This is why it is so important for us to remember that at the heart of our community stands Jesus.  This is true for the Church spread throughout the world, and also of course true for the Church which gathers around this place of worship. If we are to be what God is calling us to be, then we will need always to remember that rather than relying on our own strengths and talents, resources and gifts, important though these are, we must look beyond ourselves to Jesus.  He is the one we are following, he is the one to whom we are committing our lives, he is the one whom we recognise as our Way, and our Truth, and our Life. 

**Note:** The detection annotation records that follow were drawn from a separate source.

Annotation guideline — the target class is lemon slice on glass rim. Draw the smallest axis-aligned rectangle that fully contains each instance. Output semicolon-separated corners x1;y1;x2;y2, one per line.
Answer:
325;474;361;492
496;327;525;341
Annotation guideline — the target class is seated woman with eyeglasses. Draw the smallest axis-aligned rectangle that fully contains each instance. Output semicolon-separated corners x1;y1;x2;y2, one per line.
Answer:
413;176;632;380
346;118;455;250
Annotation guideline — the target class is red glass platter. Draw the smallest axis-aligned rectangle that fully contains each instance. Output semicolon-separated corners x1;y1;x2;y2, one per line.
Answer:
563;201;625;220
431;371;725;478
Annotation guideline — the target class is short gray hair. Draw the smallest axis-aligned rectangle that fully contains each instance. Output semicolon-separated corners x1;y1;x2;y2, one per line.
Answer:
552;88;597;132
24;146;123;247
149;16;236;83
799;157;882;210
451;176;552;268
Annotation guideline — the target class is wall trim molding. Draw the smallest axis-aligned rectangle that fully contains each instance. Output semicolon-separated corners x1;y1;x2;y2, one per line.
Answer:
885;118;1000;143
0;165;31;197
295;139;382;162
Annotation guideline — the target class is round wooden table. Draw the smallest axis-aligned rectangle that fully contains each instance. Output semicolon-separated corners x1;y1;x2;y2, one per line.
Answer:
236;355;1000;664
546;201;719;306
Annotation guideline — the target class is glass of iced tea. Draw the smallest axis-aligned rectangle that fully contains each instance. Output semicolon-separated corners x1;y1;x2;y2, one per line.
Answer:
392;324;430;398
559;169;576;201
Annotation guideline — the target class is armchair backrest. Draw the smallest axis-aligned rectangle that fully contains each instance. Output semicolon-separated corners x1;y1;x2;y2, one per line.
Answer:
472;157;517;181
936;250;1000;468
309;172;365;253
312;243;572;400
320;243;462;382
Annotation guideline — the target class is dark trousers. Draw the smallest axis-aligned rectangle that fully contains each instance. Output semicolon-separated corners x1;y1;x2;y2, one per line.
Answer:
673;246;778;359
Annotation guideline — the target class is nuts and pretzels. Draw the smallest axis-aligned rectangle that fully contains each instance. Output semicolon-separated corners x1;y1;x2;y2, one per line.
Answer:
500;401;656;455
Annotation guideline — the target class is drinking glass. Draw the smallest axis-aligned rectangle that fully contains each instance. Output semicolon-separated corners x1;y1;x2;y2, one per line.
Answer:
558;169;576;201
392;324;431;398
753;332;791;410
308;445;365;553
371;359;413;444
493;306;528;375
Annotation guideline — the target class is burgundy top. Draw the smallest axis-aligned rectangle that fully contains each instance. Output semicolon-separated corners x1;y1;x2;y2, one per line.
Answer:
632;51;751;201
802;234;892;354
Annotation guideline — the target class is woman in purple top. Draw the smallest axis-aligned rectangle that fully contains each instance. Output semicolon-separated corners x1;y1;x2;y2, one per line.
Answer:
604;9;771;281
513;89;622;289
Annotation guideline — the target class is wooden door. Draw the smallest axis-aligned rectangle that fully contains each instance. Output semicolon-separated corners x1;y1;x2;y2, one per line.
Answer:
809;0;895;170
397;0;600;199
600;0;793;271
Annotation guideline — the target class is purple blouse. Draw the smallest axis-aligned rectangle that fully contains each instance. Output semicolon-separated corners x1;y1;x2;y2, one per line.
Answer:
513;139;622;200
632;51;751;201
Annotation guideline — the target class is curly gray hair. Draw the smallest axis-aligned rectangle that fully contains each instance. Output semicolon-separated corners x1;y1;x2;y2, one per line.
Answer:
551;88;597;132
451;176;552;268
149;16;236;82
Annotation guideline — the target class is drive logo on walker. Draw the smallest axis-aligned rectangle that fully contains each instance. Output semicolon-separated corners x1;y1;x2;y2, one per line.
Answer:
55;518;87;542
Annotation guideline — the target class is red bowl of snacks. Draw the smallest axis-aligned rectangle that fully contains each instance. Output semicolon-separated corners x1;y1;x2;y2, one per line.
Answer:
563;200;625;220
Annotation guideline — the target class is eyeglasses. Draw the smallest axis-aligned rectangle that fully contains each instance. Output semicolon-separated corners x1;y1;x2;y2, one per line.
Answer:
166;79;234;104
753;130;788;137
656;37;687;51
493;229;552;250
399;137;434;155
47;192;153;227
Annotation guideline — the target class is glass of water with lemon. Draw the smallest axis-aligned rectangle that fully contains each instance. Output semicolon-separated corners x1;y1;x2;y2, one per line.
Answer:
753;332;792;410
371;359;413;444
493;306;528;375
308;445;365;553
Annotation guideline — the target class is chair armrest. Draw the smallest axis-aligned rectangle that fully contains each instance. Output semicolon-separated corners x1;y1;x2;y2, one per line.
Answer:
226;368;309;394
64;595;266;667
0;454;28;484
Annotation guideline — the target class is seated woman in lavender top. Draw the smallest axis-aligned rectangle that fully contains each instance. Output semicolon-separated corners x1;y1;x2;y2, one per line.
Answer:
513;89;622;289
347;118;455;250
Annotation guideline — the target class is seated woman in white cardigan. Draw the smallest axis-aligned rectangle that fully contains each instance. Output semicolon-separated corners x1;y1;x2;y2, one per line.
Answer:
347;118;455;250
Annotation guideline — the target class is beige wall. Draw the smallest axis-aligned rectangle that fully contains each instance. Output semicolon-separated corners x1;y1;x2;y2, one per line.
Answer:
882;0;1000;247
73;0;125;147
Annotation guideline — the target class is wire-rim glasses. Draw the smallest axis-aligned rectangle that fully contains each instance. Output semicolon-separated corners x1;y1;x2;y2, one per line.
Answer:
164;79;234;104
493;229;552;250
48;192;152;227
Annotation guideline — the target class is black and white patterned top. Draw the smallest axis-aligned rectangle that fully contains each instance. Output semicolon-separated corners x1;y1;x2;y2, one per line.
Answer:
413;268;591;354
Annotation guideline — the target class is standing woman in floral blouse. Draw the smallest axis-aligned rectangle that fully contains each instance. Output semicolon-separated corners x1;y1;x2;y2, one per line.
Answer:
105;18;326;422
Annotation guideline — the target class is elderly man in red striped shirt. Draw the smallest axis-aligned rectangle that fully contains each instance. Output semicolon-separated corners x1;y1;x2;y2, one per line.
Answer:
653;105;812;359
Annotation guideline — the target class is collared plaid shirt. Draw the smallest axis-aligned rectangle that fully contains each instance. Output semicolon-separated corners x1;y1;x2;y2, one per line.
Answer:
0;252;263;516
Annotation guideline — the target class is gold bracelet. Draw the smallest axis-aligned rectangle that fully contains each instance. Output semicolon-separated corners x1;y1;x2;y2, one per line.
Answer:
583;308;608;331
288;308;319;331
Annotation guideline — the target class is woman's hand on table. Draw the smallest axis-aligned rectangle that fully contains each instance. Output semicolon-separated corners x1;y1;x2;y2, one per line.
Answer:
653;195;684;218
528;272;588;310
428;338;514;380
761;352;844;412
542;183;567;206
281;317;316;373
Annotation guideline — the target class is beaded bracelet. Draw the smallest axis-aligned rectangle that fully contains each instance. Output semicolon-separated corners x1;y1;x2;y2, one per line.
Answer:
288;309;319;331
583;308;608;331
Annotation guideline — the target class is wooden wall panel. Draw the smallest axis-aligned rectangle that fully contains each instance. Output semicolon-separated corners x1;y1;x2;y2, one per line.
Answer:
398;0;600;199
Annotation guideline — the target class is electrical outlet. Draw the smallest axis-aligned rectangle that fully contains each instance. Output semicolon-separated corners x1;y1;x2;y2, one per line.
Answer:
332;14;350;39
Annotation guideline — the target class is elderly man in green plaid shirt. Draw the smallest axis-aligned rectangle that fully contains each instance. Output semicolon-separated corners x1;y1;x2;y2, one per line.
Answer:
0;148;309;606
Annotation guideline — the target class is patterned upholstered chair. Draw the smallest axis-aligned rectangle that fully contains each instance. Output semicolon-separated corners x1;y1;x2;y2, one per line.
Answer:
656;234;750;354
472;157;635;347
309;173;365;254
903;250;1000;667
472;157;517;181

And so we come to the consecration of the altar.  The altar takes pride of place in any Catholic church.  It is in fact the only object in the church which is consecrated in the dramatic way we are soon to witness. The pouring of the sacred Oil of Chrism, and the anointing of the whole altar with it, highlights for us that the altar is a powerful and eloquent symbol of Christ and of his sacrifice of himself for our sake.  It is for this reason that the priest kisses the altar at the beginning and end of each Mass: not, as many people think, because it contains the relics of the saints, but rather because it is both the table around which we gather for the celebration of the Lord’s Supper and the altar on which the Lord’s body and blood, sacrificed for us, are offered.  In the sacred building which is the church the altar is the sacred place where the Lord’s death becomes present to us and from which we enter into a profound communion of love with the one who gave his life for us as we receive his body and blood in Holy Communion.

And it is this, all of this, which is the source of that faith, that energy, that love and that commitment which enable us to make the Church the healer of wounds and warmer of hearts that the Lord calls us and need us to be.

The woman to whom this parish is especially dedicated, Mary Immaculate, is remembered in John’s Gospel as the one who said to the stewards at the wedding feast in Cana, “You do whatever he, Jesus, tells you to do”.  Mary says the same thing to us this morning.  It is her message to you as a community dedicated to her.  Look to Jesus, listen to his words, treasure them in your hearts and put them into practice.  My prayer for this parish is that you will continue to gather week after week, year after year, around this altar, this symbol of Christ’s love for you, and in doing so grow in your readiness to listen to him, to love him and to follow in his footsteps.